Saturday, February 11, 2006

The War of Art

Just before I left for Florida on the February 2nd red-eye to yet again go take care of stuff for my severely ailing parents, Jerry Lopez recommended – no, insisted – that I get and read forthwith a copy of Steven Pressfield’s book “The War of Art.” So, I did.

My plane was an hour and a half late getting outa here, and I finished reading it as we rolled down the runway for take-off at 12:15 a.m. I wanted to whip my cell phone out and (illegally at that point) leave Jerry a huge, effusive "thank YOU, bro'..." message. This book explains perfectly the unshakable creative work ethos of our beloved Santa Fe and The Fat City Horns. Jerry calls it "Our Manual." I can see why. In fact, here's what Jerry wrote me in an email yesterday:

...I have given that book out to just about all of my friends and people that I care about that need a "kick in the ass." I was turned on to it by my brother in law who is the guitarist in "Mama Mia." I consider that book our "manual"...

I am certainly now the grateful recipient of my own recurrently requisite "kick in the ass." I conjure up this wild-assed vision of myself buying this book by the case and handing copies out on Monday nights at the gig, like some deranged evangelist street preacher handing out Bible tracts. LOL!

You gotta buy this book (no, I will not be bringing in a case of them Monday night to Boulder Station). Click on the cover graphic above; it'll take you to a way cool Flash a/v demo of Steve's book.

While in Florida, between the chaotic next-of-kin duty episodes, I headed straight for Barnes and Noble in Melbourne and bought every Steven Pressfield book they had.
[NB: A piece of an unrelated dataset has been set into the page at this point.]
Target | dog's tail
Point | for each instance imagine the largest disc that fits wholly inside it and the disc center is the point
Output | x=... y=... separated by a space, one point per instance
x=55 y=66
I read straight through his beautifully written novel "The Legend of Bagger Vance" and have started on two of the others. This man is one eloquent, inspiring writer, and has an amazing life story and right-on-the-pulse take on life. Check out his website in detail.

Pressfield 101: Just Do It. Do The Work. Now (and, it's always 'now'). Screw 'Healing'; Play Hurt. Don't be a "Victim" (a favorite American interpersonal soap-opera pastime). Never, Ever Give Up. Contribute your unique genius, we need it...

Just buy his book, OK? It hardly needs my spin.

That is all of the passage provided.